Jubilantly queer himself, John was long a champion of GLBTQ+ humans, cultures, and causes. There was never a time in his life when he was not out of the closet, according to his closest friends. He was very generous to people in need, whether they were his friends, tenants, students, or strangers. He was also loquacious and unfiltered, to a degree that sometimes got him into serious trouble. At the same time, however, his exuberant aliveness also modeled new ways of being for anyone who encountered him.
John Leo was born in Minnesota in 1943 but moved as a young child to Seattle. He received his bachelor’s degree in English from Yale University in 1965 and completed his doctorate in 1972, also in English, at Northwestern University.
From the beginning of his career at URI in 1973 until his retirement in 2013, John taught a wide array of courses in English, film, and comparative literature. He also served as interim chair of English, director of comparative literature studies, and director of film media. In addition to teaching at URI, John taught as a Fulbright Scholar at both the Maria Curie-Sklodowska University in Poland and Constantine the Philosopher University in Slovakia, and as a Hugh Le May Fellow at Rhodes University, in South Africa.
John’s scholarly interests were as interdisciplinary and cosmopolitan and his achievements as impressive as his teaching record. In addition to publishing over 12 journal essays and book chapters, he edited the Guide to American Poetry Explication, vol. 2, Modern and Contemporary, (G.K. Hall, 1989),coedited two scholarly collections: Projecting Words, Writing Images: Intersections of the Textual and the Visual in American Cultural Practices (Cambridge Scholars Press, 2011) and Working Sites: Texts, Territories, and Cultural Capital in American Cultures (VU University Press, 2004) and edited a special issue of American Transcendentalist Quarterly, “Nineteenth-Century Constructions of the Masculine.”
At the end of his life, John was made comfortable by the staff of Steere House and Hope Hospice, in Providence.

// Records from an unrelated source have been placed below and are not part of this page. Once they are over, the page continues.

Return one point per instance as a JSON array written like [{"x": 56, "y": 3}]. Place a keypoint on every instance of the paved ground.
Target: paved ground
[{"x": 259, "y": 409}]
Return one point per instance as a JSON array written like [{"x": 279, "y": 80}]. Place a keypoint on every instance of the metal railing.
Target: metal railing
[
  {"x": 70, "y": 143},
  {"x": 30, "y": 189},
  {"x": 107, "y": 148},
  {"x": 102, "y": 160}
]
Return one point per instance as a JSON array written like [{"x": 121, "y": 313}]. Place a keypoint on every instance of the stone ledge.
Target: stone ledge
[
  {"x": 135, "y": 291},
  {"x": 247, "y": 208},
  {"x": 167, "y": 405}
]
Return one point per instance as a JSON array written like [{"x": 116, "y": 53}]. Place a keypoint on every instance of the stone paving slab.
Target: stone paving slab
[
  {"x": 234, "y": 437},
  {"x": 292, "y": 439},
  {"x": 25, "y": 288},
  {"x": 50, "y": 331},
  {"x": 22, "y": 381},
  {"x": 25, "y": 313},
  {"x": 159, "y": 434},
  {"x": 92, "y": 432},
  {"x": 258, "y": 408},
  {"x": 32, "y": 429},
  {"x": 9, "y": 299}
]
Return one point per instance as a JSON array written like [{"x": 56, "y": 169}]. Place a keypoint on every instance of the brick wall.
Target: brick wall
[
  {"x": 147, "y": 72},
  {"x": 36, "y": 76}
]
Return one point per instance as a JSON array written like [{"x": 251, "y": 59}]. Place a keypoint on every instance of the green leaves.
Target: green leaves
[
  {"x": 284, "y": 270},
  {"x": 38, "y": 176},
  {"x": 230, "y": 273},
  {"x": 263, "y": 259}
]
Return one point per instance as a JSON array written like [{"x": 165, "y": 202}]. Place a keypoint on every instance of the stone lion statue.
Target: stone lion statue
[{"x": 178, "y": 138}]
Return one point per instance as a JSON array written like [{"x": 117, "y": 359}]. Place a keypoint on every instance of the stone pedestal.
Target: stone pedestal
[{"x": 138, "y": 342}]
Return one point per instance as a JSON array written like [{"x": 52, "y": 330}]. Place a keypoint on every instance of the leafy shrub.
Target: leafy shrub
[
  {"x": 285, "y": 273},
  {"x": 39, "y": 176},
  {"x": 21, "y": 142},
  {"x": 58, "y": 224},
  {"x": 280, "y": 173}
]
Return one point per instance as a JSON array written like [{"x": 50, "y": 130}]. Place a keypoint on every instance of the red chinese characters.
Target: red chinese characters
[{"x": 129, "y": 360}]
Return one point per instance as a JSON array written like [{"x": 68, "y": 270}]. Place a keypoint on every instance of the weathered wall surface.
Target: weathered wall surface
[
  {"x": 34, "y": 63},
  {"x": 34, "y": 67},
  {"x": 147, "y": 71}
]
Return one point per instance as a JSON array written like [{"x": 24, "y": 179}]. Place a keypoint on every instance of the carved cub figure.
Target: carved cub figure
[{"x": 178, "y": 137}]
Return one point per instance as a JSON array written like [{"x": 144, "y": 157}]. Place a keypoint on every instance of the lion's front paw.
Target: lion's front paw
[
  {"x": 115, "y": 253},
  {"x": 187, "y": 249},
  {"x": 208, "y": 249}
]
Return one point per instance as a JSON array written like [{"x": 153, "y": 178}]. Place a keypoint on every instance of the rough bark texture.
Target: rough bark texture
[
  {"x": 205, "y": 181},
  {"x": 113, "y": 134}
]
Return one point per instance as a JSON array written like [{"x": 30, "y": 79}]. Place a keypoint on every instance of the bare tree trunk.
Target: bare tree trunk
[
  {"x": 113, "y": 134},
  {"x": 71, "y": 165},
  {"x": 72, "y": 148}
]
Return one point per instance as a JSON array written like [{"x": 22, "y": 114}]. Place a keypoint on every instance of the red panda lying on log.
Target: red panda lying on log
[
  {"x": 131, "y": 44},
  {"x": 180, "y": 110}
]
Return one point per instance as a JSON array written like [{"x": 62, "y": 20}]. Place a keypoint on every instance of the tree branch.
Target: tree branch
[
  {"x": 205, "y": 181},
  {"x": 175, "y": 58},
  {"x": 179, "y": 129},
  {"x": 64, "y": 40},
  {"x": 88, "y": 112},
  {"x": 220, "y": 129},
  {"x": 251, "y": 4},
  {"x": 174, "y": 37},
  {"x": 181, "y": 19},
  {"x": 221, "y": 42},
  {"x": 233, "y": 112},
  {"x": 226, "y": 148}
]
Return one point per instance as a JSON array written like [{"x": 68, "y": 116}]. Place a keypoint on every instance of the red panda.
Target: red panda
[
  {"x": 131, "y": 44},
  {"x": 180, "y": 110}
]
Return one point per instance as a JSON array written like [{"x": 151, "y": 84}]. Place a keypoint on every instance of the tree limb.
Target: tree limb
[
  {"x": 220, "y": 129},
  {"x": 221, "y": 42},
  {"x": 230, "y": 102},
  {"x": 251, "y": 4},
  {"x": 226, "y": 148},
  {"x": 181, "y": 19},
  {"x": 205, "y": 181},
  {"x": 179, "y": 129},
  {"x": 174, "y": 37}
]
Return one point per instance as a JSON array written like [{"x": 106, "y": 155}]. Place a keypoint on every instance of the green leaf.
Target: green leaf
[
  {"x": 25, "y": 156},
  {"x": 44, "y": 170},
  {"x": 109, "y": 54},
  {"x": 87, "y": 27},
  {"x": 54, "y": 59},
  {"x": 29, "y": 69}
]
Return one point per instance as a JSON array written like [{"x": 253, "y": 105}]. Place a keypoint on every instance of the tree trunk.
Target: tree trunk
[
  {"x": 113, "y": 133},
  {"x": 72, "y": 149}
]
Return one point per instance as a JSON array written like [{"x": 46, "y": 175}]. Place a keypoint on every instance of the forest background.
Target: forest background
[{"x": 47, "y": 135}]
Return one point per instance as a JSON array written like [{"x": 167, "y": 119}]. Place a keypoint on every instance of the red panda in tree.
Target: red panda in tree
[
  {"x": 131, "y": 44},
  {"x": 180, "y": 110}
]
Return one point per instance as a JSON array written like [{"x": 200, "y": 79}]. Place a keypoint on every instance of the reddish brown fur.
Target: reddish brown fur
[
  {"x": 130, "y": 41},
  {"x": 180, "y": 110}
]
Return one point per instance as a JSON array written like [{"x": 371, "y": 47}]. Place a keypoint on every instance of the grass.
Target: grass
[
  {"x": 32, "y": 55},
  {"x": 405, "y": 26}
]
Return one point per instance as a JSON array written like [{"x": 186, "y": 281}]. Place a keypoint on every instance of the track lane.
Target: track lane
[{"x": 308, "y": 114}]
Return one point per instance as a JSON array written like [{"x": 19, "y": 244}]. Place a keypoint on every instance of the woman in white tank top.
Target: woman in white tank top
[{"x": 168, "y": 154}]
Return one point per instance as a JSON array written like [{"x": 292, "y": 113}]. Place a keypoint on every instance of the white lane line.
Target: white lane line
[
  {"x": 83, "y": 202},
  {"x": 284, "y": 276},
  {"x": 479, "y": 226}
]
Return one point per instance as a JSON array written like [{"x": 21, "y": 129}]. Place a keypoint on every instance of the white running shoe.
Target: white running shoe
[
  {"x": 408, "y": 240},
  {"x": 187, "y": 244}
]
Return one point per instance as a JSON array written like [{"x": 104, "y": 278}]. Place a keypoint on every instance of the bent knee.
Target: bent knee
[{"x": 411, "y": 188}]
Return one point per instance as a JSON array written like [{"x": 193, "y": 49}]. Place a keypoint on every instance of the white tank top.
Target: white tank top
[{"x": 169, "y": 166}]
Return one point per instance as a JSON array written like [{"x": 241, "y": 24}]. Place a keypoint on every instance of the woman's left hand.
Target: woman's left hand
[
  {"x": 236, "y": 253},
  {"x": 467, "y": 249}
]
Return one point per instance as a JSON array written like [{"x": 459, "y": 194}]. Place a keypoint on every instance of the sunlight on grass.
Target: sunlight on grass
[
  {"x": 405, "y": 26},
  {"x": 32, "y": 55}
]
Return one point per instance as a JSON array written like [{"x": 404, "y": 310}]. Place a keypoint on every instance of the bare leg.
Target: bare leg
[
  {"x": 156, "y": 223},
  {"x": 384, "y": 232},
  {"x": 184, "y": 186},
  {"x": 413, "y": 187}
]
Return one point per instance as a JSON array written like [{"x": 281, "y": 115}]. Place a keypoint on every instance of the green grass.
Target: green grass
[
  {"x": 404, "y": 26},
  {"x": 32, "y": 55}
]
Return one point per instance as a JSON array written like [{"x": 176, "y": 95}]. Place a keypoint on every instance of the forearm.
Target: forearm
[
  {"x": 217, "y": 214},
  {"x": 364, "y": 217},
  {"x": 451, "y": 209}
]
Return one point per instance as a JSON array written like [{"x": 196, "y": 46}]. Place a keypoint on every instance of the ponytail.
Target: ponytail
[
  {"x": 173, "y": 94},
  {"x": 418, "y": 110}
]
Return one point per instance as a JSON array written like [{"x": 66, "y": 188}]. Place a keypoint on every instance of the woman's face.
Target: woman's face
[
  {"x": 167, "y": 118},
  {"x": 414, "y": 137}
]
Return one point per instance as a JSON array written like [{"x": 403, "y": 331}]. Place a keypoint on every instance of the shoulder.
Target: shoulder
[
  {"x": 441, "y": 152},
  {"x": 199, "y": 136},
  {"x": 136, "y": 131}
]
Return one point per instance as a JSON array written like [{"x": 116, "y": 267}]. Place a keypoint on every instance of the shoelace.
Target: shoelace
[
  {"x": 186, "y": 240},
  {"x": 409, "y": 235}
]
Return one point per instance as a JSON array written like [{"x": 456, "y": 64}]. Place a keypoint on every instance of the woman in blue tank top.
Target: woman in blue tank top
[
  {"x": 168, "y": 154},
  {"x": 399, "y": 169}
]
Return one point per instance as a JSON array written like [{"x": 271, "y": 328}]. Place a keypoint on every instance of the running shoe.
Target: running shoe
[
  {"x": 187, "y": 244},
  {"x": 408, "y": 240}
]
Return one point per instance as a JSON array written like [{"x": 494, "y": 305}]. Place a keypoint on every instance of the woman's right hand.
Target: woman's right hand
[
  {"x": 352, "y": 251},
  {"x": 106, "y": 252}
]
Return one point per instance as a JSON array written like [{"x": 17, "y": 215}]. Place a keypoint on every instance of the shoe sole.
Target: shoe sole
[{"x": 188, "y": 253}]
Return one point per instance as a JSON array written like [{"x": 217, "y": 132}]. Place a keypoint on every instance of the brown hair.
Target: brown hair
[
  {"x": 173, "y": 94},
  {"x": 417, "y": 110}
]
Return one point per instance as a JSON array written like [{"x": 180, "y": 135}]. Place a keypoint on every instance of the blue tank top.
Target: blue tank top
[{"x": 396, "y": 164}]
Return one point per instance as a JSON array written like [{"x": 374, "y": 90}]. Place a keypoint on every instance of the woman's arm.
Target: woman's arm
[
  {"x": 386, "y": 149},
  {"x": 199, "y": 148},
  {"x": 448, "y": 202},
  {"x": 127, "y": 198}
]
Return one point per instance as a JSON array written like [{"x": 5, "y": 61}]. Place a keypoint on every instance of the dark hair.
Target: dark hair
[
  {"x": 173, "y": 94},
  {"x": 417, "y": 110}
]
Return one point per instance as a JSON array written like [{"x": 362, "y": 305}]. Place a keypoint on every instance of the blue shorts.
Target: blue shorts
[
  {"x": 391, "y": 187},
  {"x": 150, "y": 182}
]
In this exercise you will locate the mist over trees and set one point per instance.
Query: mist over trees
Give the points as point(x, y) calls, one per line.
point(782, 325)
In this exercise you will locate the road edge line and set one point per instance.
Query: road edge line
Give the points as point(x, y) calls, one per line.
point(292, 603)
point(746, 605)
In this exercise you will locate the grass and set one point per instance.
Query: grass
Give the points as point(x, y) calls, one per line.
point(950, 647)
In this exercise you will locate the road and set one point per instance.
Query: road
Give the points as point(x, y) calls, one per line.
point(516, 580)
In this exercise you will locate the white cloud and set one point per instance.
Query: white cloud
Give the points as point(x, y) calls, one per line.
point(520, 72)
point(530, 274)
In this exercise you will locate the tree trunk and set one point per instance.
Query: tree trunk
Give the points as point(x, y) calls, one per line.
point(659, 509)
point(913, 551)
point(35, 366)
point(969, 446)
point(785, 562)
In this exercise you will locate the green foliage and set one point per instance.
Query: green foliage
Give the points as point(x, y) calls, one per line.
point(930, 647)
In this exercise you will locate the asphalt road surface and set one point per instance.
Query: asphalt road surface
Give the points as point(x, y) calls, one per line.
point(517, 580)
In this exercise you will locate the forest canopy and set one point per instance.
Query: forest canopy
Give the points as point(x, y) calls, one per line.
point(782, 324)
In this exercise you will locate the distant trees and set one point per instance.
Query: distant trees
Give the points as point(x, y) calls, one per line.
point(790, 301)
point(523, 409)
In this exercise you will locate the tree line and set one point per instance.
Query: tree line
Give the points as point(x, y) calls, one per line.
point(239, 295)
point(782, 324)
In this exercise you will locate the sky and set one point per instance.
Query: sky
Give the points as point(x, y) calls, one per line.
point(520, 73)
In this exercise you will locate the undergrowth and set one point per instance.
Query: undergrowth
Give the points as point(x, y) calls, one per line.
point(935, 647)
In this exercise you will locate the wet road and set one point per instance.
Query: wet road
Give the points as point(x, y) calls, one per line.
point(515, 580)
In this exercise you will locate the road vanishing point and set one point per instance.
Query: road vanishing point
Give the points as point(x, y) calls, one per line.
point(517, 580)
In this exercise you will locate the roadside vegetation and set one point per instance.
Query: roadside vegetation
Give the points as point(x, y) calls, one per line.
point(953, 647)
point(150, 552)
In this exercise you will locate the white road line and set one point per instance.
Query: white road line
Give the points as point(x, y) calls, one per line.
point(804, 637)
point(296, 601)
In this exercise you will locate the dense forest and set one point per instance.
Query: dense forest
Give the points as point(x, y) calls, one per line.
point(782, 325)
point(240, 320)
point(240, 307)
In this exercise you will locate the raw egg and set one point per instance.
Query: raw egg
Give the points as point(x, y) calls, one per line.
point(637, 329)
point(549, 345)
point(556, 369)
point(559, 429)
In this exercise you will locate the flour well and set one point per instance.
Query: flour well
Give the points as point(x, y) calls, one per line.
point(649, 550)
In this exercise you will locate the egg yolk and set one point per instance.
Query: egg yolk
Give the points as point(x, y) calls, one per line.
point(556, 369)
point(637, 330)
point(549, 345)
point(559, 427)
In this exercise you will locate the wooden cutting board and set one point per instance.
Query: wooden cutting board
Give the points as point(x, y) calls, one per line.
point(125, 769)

He was grateful to them for their excellent care. (The nurses at Steere House report that even in his final days, he would appreciate them in sudden bursts of energy by saying, “Kissypoos!”) He passed away peacefully in the company of his beloved friends Gary White, Liz Cheng, and Jerry Cadolla.
In keeping with John’s wishes, a memorial party, in lieu of a memorial service, will be announced in the near future.